On a balmy spring day in Ironwood Forest National Monument, volunteers work up a sweat as they plant native bushes and sweep away the vehicle tracks that cut across the Sonoran Desert landscape. Arizona's Ironwood Forest is one of 15 national monuments in the Bureau of Land Management's National Landscape Conservation System. The monument already relies on volunteers for much of its restoration work, but it may become even more dependent in the coming months: The National Landscape Conservation System faces a 15 percent budget cut this year, the largest since its inception in 2000.
The little-known program was created under Interior Secretary Bruce Babbitt to recognize and protect vast expanses of BLM land. The system oversees wild and scenic rivers, historic trails, wilderness areas, national conservation areas, and national monuments; 800 units in all, spanning some 26 million acres. It was intended to put the BLM on par with the National Park Service as a manager of awe-inspiring public lands.

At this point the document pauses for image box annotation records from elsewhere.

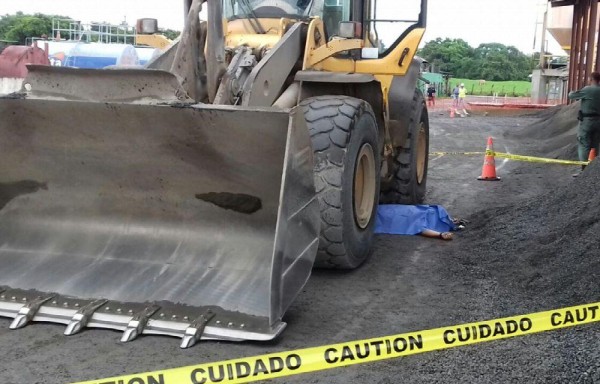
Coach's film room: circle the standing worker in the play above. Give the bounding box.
[452,84,460,109]
[569,72,600,176]
[458,83,469,117]
[427,84,435,107]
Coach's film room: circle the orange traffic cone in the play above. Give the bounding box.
[477,137,500,181]
[588,148,596,161]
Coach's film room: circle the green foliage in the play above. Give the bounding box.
[0,12,68,44]
[449,78,531,97]
[418,38,534,81]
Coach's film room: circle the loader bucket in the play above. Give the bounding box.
[0,70,319,347]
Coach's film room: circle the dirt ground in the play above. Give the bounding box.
[0,107,600,384]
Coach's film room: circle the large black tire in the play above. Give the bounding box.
[380,90,429,204]
[301,96,381,269]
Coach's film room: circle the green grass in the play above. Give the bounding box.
[449,79,531,97]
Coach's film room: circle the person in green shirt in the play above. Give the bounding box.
[569,72,600,168]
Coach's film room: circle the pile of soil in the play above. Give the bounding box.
[460,105,600,312]
[506,102,579,160]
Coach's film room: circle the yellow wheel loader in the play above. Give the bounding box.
[0,0,429,348]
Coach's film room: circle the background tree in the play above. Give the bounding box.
[160,29,181,40]
[419,38,535,81]
[0,12,69,44]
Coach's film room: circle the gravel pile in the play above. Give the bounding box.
[461,106,600,312]
[510,102,579,160]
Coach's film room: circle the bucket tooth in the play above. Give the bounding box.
[121,305,160,343]
[9,295,54,329]
[180,309,215,348]
[65,299,108,336]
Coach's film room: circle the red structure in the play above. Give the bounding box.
[0,45,50,78]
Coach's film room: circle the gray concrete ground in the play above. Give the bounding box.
[0,112,600,384]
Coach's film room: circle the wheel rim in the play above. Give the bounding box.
[417,122,427,184]
[354,143,376,229]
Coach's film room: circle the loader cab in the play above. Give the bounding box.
[223,0,427,58]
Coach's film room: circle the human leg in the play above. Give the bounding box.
[577,119,593,161]
[419,229,453,240]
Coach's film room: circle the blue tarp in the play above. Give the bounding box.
[375,204,455,235]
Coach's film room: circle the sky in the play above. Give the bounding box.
[0,0,564,54]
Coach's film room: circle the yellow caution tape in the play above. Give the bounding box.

But the National Landscape Conservation System has been losing ground on funding, and will continue to do so under President Bush's proposed 2008 budget, which slashes funds by $8.56 million from the last enacted 2006 budget. The system already struggles with understaffing and growing visitor use. Now it's likely to be even more hard-pressed to protect archaeological sites, clean up illegal dumping, and perform needed restoration work. Ironically, the cuts come as the administration touts proposed increases to the National Park Service budget. And funding for oil and gas projects on BLM lands is also slated to rise; for example, $12.9 million has been earmarked to facilitate leasing in the Arctic National Wildlife Refuge.
The National Landscape Conservation System has strong supporters in Congress, though. In February, members of a house caucus on the beleaguered system spoke out against the cuts, as did Sen. Ken Salazar, D-Colo. In a press release, Rep. Raul Grijalva, D-Ariz, a caucus co-chair, said funding should be increased, not slashed, for "the crown jewels of our public lands." In March, caucus members will host a briefing to drum up more congressional support.
In the meantime, land managers are racking their brains for ways to make do with less. At Ironwood Forest, which has to contend with illegal immigration and growing use as nearby cities expand, Manager Scott Berkenfield says that means "looking for as many partners on as many projects as possible."